Willis and Mary Blackwood graduated from Virginia Tech in 1972 and 1973, respectively, and their children, Morgan and Nolen, graduated in 2002 and 2010. The family of Hokies has been avid supporters of Virginia Tech for years.
“We are deeply grateful to Willis, Mary, Morgan, and Nolen for supporting the university in so many ways over the years, and we’re proud to name the Blackwood Program in Real Estate in recognition of their extraordinary generosity and engagement,” said Virginia Tech President Tim Sands in a statement.
“Real estate has been my profession for 48 years,” said Willis Blackwood, who earned his bachelor’s degree in business administration from what is now the Pamplin College of Business. “It has been a great industry in which to operate and has been rewarding personally and financially.”
Virginia Tech’s 350-student real estate program has grown over the past seven years, and ranks third among the nation’s top university real estate programs on GreatBusinessSchools.org.
“Willis has worked with us from the very start of the program,” Kevin Boyle, director of Virginia Tech’s Blackwood Program in Real Estate, said in a statement. “He has provided financial and personal support from when it was just a startup idea. He participates in classes, chairs the industry advisory board and supports student scholarships. He’s been as active as an alumnus could be in enhancing student successes and advancing recognition of the program. Quite simply, we would not be where we are today without his support.”
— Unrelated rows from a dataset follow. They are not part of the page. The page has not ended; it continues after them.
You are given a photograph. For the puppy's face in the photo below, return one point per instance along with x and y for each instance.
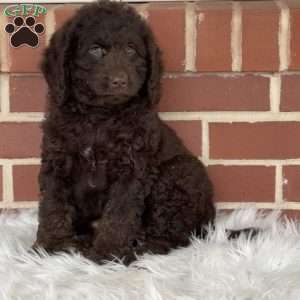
(110, 60)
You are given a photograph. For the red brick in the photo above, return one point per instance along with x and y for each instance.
(295, 39)
(27, 93)
(214, 26)
(263, 140)
(63, 13)
(168, 24)
(243, 183)
(190, 133)
(25, 179)
(292, 214)
(211, 92)
(1, 184)
(290, 93)
(25, 58)
(291, 190)
(260, 25)
(19, 140)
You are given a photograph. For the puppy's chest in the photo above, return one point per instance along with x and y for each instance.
(111, 153)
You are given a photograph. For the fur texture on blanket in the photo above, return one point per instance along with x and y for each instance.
(267, 267)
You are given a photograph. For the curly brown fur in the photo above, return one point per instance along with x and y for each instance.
(115, 180)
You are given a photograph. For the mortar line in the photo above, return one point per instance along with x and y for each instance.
(261, 205)
(253, 162)
(20, 161)
(284, 36)
(8, 196)
(278, 185)
(205, 141)
(232, 116)
(190, 37)
(19, 204)
(236, 37)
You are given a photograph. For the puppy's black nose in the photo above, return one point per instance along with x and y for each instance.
(119, 80)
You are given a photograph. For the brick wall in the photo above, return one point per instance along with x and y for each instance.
(231, 91)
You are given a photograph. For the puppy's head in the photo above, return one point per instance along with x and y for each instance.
(103, 57)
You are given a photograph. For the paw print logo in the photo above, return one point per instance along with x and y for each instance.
(24, 33)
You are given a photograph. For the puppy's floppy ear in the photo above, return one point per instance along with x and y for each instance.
(155, 70)
(55, 64)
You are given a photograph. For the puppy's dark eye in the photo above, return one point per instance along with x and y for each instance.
(97, 51)
(130, 51)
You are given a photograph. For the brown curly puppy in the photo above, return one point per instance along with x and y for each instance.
(115, 180)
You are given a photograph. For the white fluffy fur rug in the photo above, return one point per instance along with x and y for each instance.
(267, 267)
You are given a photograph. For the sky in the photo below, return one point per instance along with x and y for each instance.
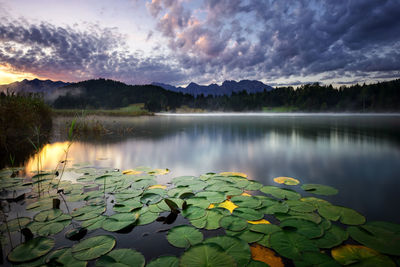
(282, 42)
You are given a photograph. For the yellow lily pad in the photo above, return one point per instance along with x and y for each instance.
(286, 180)
(229, 205)
(266, 255)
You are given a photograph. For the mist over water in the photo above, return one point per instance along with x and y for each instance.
(358, 154)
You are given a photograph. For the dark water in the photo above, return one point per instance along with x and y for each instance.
(357, 154)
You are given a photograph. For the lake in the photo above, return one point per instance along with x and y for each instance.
(358, 154)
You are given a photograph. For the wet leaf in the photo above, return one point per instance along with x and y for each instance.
(319, 189)
(263, 254)
(209, 255)
(184, 236)
(93, 247)
(164, 261)
(236, 248)
(286, 180)
(291, 244)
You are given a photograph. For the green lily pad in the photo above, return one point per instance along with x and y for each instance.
(246, 201)
(95, 223)
(300, 206)
(64, 256)
(319, 189)
(303, 227)
(193, 212)
(47, 215)
(381, 236)
(248, 214)
(332, 237)
(15, 224)
(345, 215)
(236, 248)
(210, 221)
(164, 261)
(212, 197)
(360, 256)
(280, 193)
(93, 247)
(184, 236)
(119, 221)
(247, 235)
(31, 249)
(147, 217)
(233, 223)
(50, 229)
(291, 244)
(122, 257)
(209, 255)
(316, 259)
(150, 198)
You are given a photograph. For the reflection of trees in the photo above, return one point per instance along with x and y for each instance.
(244, 128)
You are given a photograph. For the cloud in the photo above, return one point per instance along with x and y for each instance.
(68, 54)
(283, 39)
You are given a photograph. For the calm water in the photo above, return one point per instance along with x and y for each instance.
(357, 154)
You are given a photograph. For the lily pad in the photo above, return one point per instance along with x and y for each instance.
(246, 202)
(286, 180)
(164, 261)
(15, 224)
(319, 189)
(233, 223)
(50, 229)
(184, 236)
(64, 256)
(209, 255)
(47, 215)
(119, 221)
(291, 244)
(122, 257)
(280, 193)
(360, 256)
(93, 247)
(236, 248)
(345, 215)
(248, 214)
(31, 249)
(381, 236)
(332, 237)
(303, 227)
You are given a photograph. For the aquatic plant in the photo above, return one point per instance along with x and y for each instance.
(258, 224)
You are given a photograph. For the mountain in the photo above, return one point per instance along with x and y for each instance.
(227, 88)
(48, 88)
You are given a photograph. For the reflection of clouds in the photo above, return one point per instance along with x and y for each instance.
(363, 168)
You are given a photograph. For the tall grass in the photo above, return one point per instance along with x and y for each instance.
(20, 115)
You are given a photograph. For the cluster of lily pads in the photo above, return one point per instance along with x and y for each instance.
(262, 225)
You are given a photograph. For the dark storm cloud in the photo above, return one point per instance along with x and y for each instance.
(69, 54)
(273, 39)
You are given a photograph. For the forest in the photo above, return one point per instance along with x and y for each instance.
(108, 94)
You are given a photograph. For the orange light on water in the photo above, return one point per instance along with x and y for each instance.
(49, 156)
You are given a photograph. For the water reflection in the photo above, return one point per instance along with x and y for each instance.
(359, 155)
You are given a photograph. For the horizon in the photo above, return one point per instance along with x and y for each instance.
(178, 41)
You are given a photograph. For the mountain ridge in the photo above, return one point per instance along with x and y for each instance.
(226, 88)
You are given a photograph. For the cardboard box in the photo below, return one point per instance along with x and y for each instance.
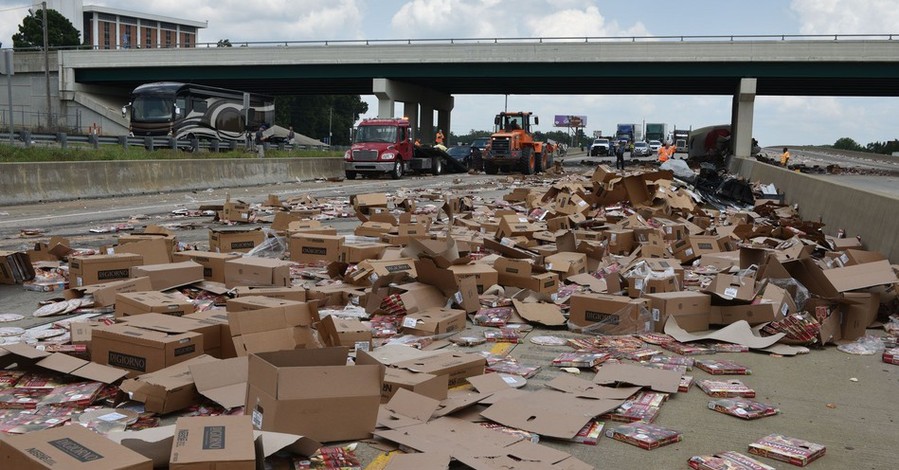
(170, 275)
(859, 311)
(213, 263)
(314, 393)
(95, 269)
(429, 385)
(234, 239)
(566, 264)
(139, 351)
(348, 332)
(152, 250)
(166, 390)
(691, 309)
(213, 443)
(70, 448)
(434, 321)
(216, 319)
(283, 293)
(253, 271)
(273, 329)
(520, 273)
(484, 275)
(353, 253)
(732, 287)
(139, 303)
(105, 293)
(618, 314)
(211, 331)
(312, 248)
(456, 366)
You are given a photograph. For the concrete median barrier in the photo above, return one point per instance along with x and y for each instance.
(871, 215)
(25, 183)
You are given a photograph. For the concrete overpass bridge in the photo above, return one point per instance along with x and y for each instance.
(424, 75)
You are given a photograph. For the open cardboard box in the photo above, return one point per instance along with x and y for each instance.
(314, 393)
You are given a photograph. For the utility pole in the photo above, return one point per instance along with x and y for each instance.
(50, 122)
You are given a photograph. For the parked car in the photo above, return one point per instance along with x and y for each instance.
(600, 147)
(641, 149)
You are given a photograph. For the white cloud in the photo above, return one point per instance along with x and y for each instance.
(847, 16)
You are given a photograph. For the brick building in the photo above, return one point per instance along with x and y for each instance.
(113, 28)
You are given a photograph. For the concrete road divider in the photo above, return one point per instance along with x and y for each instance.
(25, 183)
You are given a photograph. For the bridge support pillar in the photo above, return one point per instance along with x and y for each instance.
(389, 92)
(741, 118)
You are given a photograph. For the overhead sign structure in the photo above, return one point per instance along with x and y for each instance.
(569, 120)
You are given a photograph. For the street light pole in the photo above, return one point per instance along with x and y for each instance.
(47, 67)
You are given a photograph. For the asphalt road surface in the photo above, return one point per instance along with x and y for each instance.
(845, 402)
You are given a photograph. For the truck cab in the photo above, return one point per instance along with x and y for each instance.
(380, 146)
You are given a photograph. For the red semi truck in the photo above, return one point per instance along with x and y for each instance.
(385, 146)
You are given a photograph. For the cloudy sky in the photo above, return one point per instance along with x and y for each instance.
(778, 120)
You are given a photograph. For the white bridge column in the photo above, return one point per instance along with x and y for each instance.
(741, 118)
(389, 92)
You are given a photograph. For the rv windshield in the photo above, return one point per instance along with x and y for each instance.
(152, 108)
(376, 134)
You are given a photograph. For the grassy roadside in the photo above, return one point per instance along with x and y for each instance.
(15, 154)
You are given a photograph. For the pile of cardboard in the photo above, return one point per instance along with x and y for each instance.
(299, 341)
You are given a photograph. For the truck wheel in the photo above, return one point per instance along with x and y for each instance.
(437, 166)
(397, 172)
(528, 162)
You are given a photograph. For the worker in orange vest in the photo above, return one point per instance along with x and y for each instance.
(665, 153)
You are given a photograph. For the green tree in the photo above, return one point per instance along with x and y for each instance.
(60, 31)
(846, 143)
(317, 115)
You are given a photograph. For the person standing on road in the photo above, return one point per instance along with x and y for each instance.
(664, 153)
(619, 156)
(785, 157)
(260, 142)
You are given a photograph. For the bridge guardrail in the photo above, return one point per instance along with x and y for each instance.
(513, 40)
(62, 139)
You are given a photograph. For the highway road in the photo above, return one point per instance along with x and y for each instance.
(843, 401)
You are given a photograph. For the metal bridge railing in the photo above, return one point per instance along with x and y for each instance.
(513, 40)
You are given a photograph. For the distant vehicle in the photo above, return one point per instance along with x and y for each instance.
(656, 131)
(513, 145)
(641, 149)
(385, 146)
(187, 111)
(462, 153)
(480, 143)
(600, 147)
(626, 133)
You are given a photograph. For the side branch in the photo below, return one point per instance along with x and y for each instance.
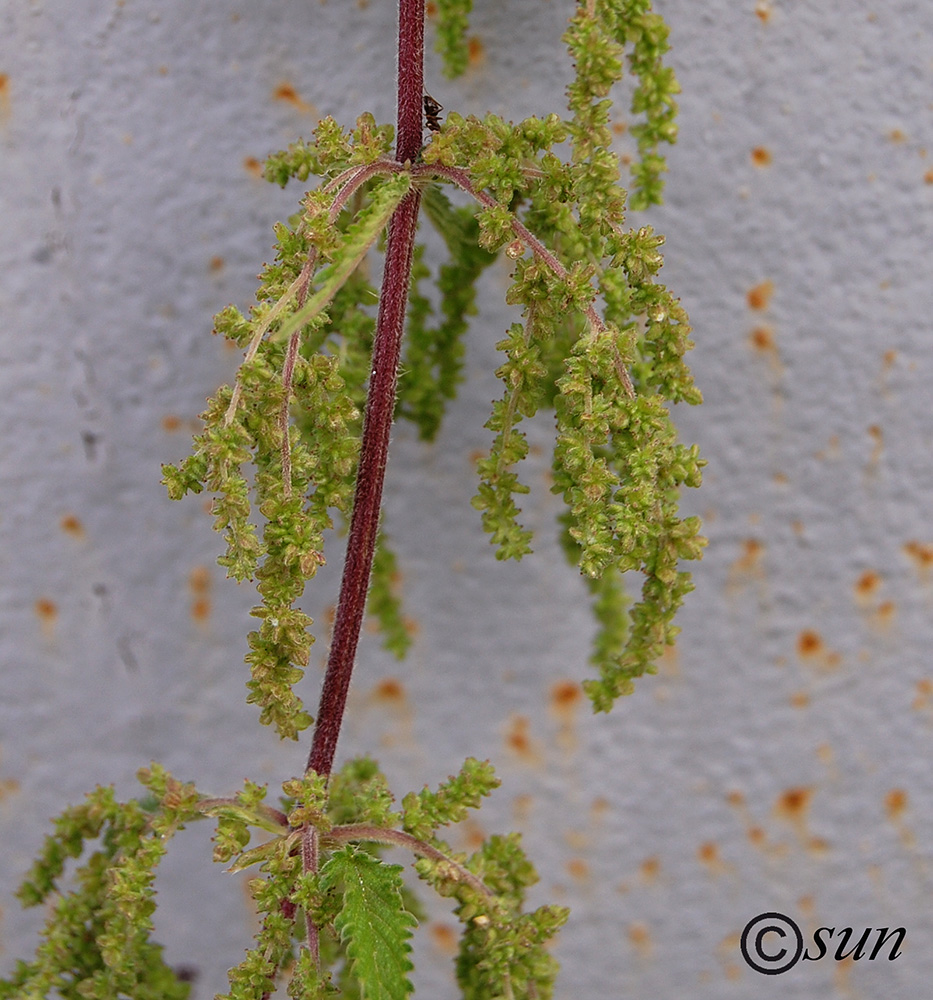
(398, 838)
(462, 179)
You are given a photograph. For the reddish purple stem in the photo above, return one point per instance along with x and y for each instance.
(380, 401)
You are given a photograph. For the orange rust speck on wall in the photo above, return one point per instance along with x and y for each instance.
(708, 853)
(762, 339)
(519, 741)
(390, 689)
(46, 610)
(286, 93)
(640, 938)
(809, 643)
(867, 585)
(650, 868)
(47, 613)
(757, 836)
(921, 554)
(924, 696)
(764, 10)
(759, 297)
(566, 696)
(895, 803)
(517, 736)
(71, 525)
(444, 938)
(578, 869)
(761, 157)
(793, 803)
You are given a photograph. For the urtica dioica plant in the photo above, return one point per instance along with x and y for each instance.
(301, 439)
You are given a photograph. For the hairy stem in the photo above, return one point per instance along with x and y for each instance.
(380, 400)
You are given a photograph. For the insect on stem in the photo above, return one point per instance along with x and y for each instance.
(431, 110)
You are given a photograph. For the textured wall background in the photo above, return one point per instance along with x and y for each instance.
(779, 761)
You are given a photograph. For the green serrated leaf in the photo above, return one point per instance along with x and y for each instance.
(373, 922)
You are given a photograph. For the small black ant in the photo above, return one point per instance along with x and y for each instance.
(431, 110)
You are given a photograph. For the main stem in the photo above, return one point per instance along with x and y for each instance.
(380, 400)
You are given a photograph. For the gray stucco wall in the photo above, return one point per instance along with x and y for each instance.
(780, 759)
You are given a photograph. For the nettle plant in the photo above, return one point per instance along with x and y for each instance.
(302, 437)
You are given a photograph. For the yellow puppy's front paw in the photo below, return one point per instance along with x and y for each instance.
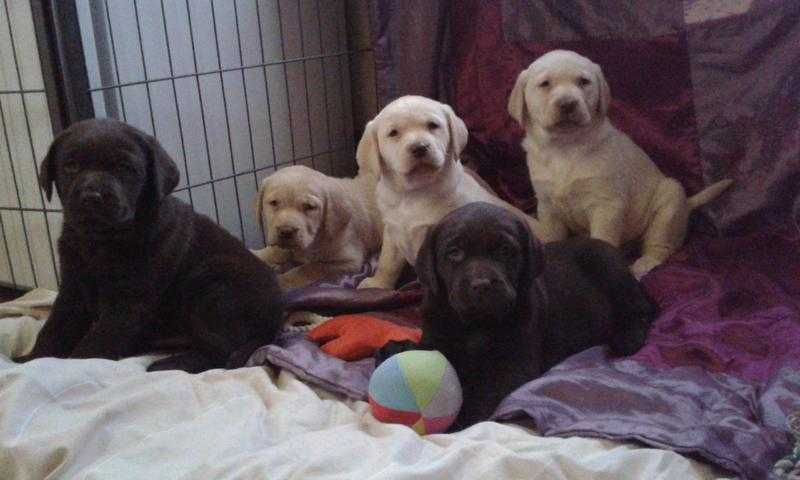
(374, 282)
(643, 265)
(273, 256)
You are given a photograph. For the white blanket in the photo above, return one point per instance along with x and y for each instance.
(106, 419)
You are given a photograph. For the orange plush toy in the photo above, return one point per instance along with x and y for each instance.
(353, 337)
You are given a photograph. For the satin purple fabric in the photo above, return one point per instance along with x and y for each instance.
(708, 95)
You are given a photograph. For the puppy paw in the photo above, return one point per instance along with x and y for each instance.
(289, 281)
(273, 256)
(643, 265)
(374, 282)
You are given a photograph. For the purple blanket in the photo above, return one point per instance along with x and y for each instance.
(717, 378)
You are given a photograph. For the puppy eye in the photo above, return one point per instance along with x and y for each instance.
(455, 254)
(127, 168)
(505, 251)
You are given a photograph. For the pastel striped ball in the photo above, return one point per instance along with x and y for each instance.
(417, 388)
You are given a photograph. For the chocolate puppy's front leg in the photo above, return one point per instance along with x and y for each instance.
(119, 331)
(67, 324)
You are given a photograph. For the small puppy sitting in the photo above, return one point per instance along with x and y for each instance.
(503, 310)
(329, 225)
(139, 268)
(413, 146)
(589, 177)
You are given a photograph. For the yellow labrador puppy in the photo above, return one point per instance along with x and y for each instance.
(589, 177)
(329, 225)
(413, 146)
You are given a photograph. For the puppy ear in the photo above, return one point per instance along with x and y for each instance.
(47, 171)
(162, 173)
(533, 254)
(516, 101)
(426, 264)
(604, 94)
(368, 153)
(458, 131)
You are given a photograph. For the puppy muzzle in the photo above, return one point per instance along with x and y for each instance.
(483, 298)
(98, 201)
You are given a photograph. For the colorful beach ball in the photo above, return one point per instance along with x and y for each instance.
(417, 388)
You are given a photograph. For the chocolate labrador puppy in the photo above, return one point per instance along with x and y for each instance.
(503, 309)
(140, 268)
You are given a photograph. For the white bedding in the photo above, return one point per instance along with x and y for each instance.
(105, 419)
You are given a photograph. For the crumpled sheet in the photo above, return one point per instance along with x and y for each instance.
(101, 419)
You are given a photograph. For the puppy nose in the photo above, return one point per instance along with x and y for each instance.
(91, 196)
(480, 285)
(567, 105)
(419, 150)
(286, 232)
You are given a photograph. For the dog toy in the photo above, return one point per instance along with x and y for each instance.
(789, 466)
(353, 337)
(417, 388)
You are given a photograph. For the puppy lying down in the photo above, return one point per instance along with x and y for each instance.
(329, 225)
(413, 145)
(589, 177)
(139, 268)
(503, 310)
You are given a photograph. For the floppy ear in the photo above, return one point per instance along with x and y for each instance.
(516, 101)
(533, 254)
(458, 131)
(368, 153)
(605, 93)
(426, 264)
(47, 171)
(162, 173)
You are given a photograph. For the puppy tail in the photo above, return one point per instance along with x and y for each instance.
(709, 193)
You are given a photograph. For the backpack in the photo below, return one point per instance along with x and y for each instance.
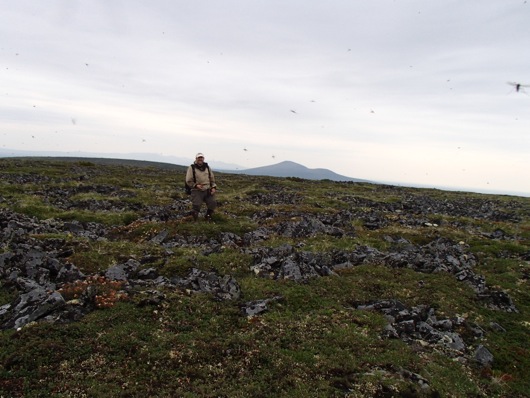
(187, 187)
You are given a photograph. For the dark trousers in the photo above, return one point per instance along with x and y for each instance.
(198, 197)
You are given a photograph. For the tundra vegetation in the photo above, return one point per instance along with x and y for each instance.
(298, 288)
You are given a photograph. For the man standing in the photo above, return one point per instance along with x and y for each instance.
(201, 180)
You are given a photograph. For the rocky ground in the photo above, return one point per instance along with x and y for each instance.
(47, 287)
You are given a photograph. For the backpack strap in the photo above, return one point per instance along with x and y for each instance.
(209, 173)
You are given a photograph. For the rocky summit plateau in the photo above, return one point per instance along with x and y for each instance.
(296, 288)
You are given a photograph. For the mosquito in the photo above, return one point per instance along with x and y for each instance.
(518, 86)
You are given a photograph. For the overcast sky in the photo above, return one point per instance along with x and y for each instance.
(405, 91)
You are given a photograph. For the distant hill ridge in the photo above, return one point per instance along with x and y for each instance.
(292, 169)
(282, 169)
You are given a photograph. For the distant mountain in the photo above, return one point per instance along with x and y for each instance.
(292, 169)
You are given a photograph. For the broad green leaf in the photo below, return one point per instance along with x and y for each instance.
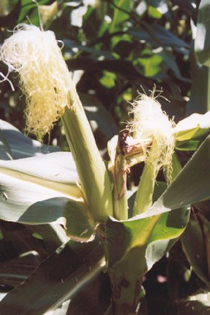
(200, 91)
(195, 249)
(158, 36)
(5, 152)
(62, 276)
(20, 146)
(119, 15)
(127, 241)
(54, 171)
(202, 40)
(193, 127)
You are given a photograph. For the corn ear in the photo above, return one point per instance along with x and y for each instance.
(50, 93)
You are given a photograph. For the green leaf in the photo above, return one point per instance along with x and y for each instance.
(134, 245)
(192, 130)
(158, 36)
(64, 275)
(202, 40)
(119, 15)
(20, 146)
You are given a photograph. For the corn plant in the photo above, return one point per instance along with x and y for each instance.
(87, 195)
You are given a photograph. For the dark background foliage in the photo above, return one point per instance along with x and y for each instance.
(114, 49)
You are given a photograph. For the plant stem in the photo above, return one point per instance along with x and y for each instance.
(94, 178)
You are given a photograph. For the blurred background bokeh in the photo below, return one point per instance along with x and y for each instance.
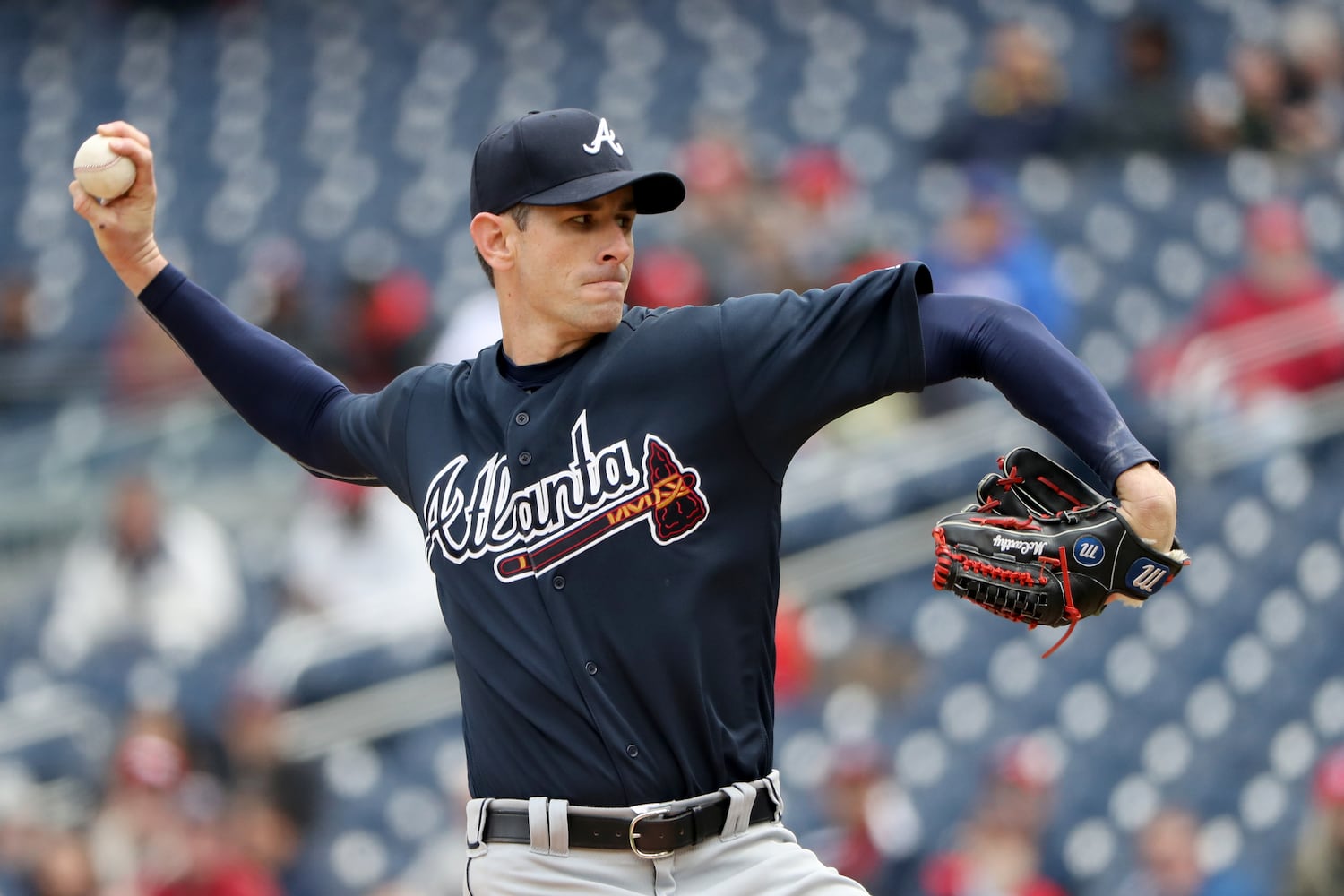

The gift will create new opportunities, such as hiring more faculty and marketing the program to increase enrollment.
“Some prominent ways earnings from the Blackwood endowment may be used are to enhance resources with two additional tenure-track faculty in order to improve the teaching, to support student experiential learning, to send students on trips to see real estate sites, and to participate in professional conferences, to bring experts to campus for enhanced learning, and for diversity scholarships,” Boyle said in a statement.